A Treasury-backed report sought “expert” advice from Neil Woodford on the suitability of illiquid assets for DC pension schemes.
The government-backed British Business Bank said a 35-year-old investing a lump sum into their pension now could see a 6 to 10% increase in their retirement savings if it was invested in less liquid asset classes. It examined how obstacles to investment in these assets could be overcome.
The report, The future of defined contribution pension schemes, acknowledged “recent market events” but only confirmed in the acknowledgements, on p84 of the report, that Woodford Investment Management had assisted with the report. It listed Woodford among 50 experts interviewed for the feasibility study, which also analysed data on 5,000 funds globally.

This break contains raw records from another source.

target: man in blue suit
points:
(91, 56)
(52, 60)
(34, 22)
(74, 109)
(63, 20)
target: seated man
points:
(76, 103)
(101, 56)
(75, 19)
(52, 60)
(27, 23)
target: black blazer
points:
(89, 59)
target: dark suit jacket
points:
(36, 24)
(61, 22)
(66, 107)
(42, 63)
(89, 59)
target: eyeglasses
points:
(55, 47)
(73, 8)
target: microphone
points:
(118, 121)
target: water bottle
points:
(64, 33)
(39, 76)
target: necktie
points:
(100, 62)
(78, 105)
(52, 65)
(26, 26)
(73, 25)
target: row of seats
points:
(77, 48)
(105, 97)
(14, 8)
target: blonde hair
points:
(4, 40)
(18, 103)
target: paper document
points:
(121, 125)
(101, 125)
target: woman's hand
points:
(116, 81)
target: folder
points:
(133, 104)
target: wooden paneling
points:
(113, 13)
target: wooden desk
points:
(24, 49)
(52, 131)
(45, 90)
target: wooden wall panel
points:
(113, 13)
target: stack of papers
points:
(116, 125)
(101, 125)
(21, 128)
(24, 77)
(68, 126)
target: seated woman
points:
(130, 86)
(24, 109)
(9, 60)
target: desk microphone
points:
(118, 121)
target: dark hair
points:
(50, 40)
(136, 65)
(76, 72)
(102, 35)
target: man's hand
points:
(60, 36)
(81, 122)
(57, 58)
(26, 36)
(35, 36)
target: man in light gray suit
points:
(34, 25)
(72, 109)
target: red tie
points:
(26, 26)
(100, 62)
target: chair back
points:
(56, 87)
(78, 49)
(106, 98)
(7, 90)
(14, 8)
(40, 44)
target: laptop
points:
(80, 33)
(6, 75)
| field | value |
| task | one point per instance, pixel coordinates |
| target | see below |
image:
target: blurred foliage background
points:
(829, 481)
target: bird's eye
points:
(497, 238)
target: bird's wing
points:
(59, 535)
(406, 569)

In a press release, exchequer secretary to the Treasury Simon Clarke said opening up pension funds to be able to invest in venture capital and growth equity would benefit savers and the economy. “Pensions savers across the UK deserve financial security in retirement, and this review is a helpful contribution to that,” said Clarke.

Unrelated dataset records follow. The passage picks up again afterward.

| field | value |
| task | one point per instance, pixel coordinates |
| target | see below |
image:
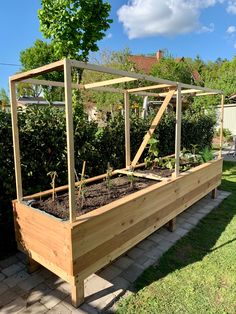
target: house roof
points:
(24, 101)
(143, 63)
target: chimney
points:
(159, 54)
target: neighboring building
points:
(23, 102)
(229, 117)
(145, 63)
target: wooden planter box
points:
(73, 251)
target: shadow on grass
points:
(201, 240)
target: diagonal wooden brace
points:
(154, 124)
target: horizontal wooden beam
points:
(109, 82)
(144, 88)
(142, 175)
(74, 85)
(154, 124)
(206, 94)
(58, 65)
(103, 69)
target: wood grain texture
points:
(41, 235)
(100, 239)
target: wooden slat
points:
(144, 88)
(58, 65)
(39, 233)
(221, 125)
(178, 129)
(127, 129)
(142, 175)
(153, 127)
(110, 249)
(70, 140)
(103, 69)
(65, 187)
(107, 222)
(206, 94)
(73, 85)
(109, 82)
(16, 145)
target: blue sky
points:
(184, 27)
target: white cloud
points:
(231, 6)
(231, 29)
(109, 35)
(142, 18)
(207, 29)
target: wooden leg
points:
(32, 265)
(214, 193)
(172, 225)
(77, 293)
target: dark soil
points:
(96, 195)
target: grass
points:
(198, 274)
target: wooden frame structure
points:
(76, 248)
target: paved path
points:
(43, 292)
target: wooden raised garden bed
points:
(75, 248)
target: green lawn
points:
(198, 274)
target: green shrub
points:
(43, 148)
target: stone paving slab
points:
(44, 292)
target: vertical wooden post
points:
(214, 193)
(172, 225)
(178, 129)
(77, 293)
(16, 145)
(221, 125)
(127, 129)
(32, 265)
(70, 139)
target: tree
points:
(39, 54)
(74, 26)
(4, 99)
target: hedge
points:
(43, 149)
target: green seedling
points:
(53, 175)
(152, 159)
(108, 178)
(82, 189)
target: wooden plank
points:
(70, 140)
(178, 129)
(16, 145)
(206, 94)
(153, 127)
(142, 175)
(145, 88)
(32, 265)
(77, 293)
(186, 91)
(103, 69)
(73, 85)
(195, 177)
(127, 129)
(45, 239)
(172, 225)
(122, 214)
(55, 66)
(214, 193)
(65, 187)
(111, 249)
(221, 125)
(109, 82)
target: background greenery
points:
(43, 149)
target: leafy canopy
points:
(74, 25)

Philip Hammond announced the study during the 2018 budget, when he was still chancellor.
The study was welcomed by EIS and VCT investors, who said it will increase liquidity for UK start-ups, although pension experts raised concerns about forcing or incentivising pension savers to invest in riskier assets.
In 2016, the government launched the Patient Capital Review, which included Neil Woodford and Miton’s Gervais Williams among its industry panel members. In the 2017 Autumn Budget, the government announced a 10-year action plan to unlock over £20bn to finance growth in innovative firms.